10.6.1 HA ArcGIS Server Site Crashing

11748
54
Jump to solution
01-30-2019 08:30 AM
Justin_Greco
Occasional Contributor III

Since upgrading to 10.6.1, we have seen instances of machines in our ArcGIS Server site crashing (its not always the same machine).  After doing some deep diving into the logs and ArcGIS Monitor, we are seeing spikes in the available memory (going from 5GB available to almost the full 32GB).  Usually these are just spikes, but on occasion we see the available memory flatline until we go in and restart the service on the server.  These spikes I have correlated with warnings of the machine synchronizing with the site.  When this happens, it typically stops all the services and brings them all back up, which appears to be what synchronizing with the site does.  The issue seems to be when one of the SOC processes hangs, killing this process (or restarting the ArcGIS Server service) brings the machine back online. Unfortunately it is never the same map service that is hanging.

I do have a premium support ticket open for this, but wanted to see if anyone else has experienced this.  Premium support's recommendation was to increase the number of cores on both servers, which was done, but we continue to see the crashing.

Since we are coming from 10.3.1, I am not familiar with the new optimized app server architecture that was introduced at 10.6.  I am thinking the synchronizing with site function was part of this.  I have not found any documentation or anything into the logs as to when or why the server needs to synchronize with the site.

Some details on the site:

10.6.1 ArcGIS Server running on 7.5 RHEL

32GB RAM and 6 CPU cores

Federated with Portal as the hosting server

Running about 52 map image services (currently no hosted feature services yet)

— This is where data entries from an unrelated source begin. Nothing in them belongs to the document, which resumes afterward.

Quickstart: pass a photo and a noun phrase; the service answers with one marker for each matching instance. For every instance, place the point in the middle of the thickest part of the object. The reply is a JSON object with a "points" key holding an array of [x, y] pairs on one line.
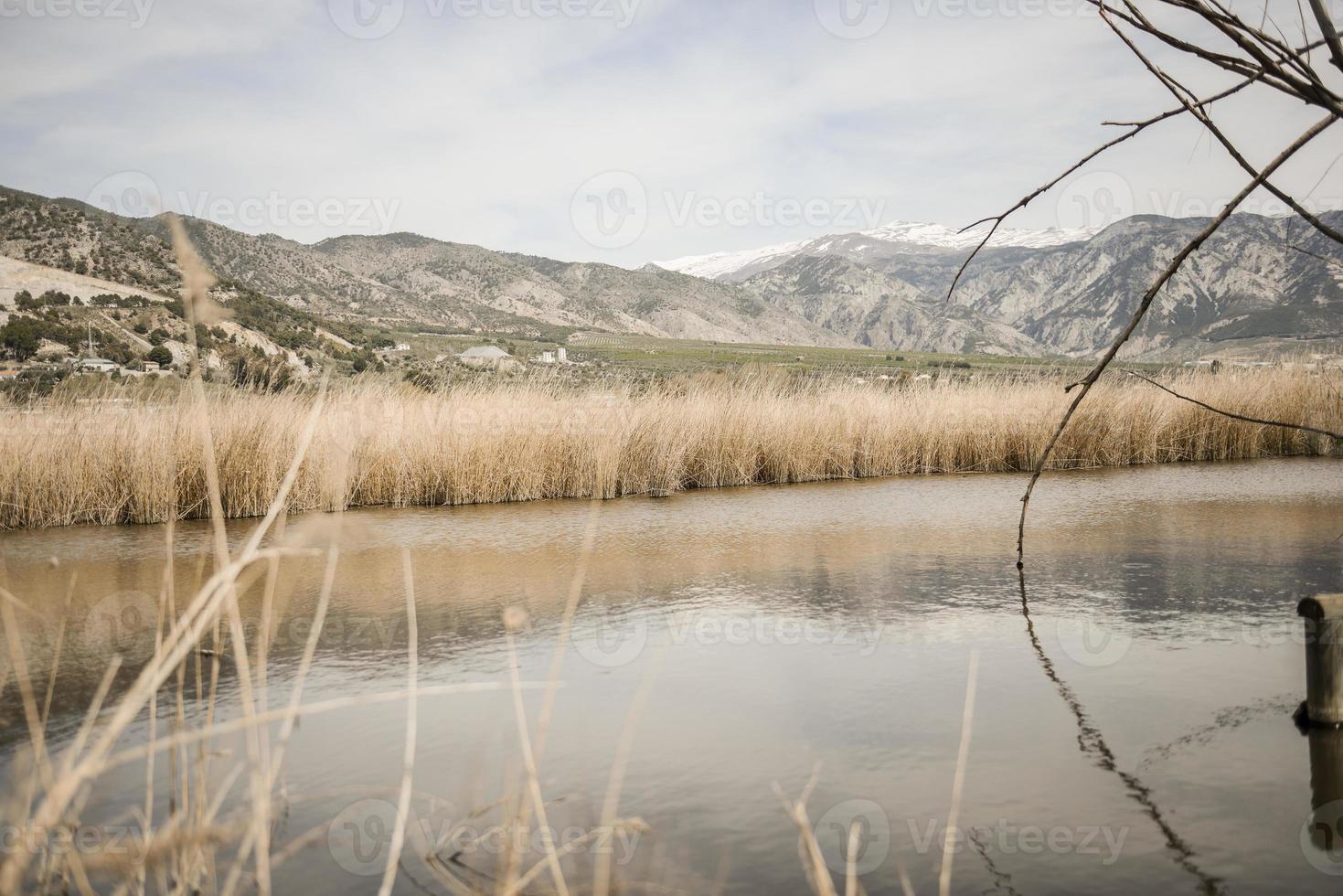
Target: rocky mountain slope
{"points": [[1064, 292], [1248, 286], [400, 277]]}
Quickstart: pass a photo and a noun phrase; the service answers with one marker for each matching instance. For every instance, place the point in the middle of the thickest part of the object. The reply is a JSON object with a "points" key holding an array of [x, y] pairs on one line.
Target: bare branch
{"points": [[1135, 128], [1236, 417], [1330, 31], [1142, 312], [1180, 94]]}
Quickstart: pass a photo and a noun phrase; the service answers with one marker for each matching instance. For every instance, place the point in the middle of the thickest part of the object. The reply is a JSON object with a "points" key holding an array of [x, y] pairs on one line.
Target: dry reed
{"points": [[380, 443]]}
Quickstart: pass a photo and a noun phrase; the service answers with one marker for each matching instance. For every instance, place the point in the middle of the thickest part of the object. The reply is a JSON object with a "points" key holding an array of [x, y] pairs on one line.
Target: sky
{"points": [[613, 131]]}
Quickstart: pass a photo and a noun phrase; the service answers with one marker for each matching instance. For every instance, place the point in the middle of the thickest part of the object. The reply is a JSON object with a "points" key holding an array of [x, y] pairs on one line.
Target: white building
{"points": [[96, 366]]}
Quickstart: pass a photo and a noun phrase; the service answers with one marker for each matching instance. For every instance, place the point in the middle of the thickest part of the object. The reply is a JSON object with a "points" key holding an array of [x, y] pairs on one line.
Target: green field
{"points": [[667, 357]]}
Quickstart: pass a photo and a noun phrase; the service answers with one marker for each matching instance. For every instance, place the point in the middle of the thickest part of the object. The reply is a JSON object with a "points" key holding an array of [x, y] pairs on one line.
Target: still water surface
{"points": [[1131, 727]]}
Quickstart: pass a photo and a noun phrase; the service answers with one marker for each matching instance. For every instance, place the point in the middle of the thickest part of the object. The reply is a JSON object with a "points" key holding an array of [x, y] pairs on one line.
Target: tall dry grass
{"points": [[381, 443]]}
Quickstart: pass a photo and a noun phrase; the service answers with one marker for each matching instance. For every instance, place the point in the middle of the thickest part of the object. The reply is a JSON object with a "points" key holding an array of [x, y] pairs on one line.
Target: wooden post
{"points": [[1323, 617]]}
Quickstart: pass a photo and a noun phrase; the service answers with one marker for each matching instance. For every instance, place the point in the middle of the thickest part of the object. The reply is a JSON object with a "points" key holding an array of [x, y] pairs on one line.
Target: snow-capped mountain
{"points": [[904, 235]]}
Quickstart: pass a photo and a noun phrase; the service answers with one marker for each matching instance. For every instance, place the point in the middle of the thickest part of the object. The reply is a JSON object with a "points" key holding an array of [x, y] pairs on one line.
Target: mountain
{"points": [[1248, 289], [1259, 285], [400, 278], [905, 237]]}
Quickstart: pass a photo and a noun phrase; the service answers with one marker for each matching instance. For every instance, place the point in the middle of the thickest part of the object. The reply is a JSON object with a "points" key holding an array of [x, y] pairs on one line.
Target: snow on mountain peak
{"points": [[899, 231]]}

There are no reports of synchronizing during the night or weekends, so it is definitely happening when there is heavy traffic.

54 Replies
Justin_Greco
Occasional Contributor III

Hi Dan,

I think I can put checks next to everything you listed.  Only difference being that we are running Red Hat Linux, which rules out that it is an OS issue in my opinion.  A few questions I have for you:

1) Is there a pattern for when the synchronization occurs?  We have seen a pattern of it occurring in 15 minute intervals (30 minutes per server).  

2) Does the synchronization seem to only occur during business hours?  We only see it occur between 8am and 5pm, never at night, never on weekends, and never on holidays.  Since the only thing I know that uses SOAP over REST in our environment is ArcMap, which would be internal staff.

I am waiting for some info from premium support this week.  Since I put in my workaround I mentioned above (reloading the SOAP cache handler every few minutes), we went from having 20 synchronizations a day to no more than 1.  This by no means is a solution, its really just a band-aid.  

0 Kudos
by Anonymous User
Not applicable

Hi - thanks for responding so quickly - this is one tough issue.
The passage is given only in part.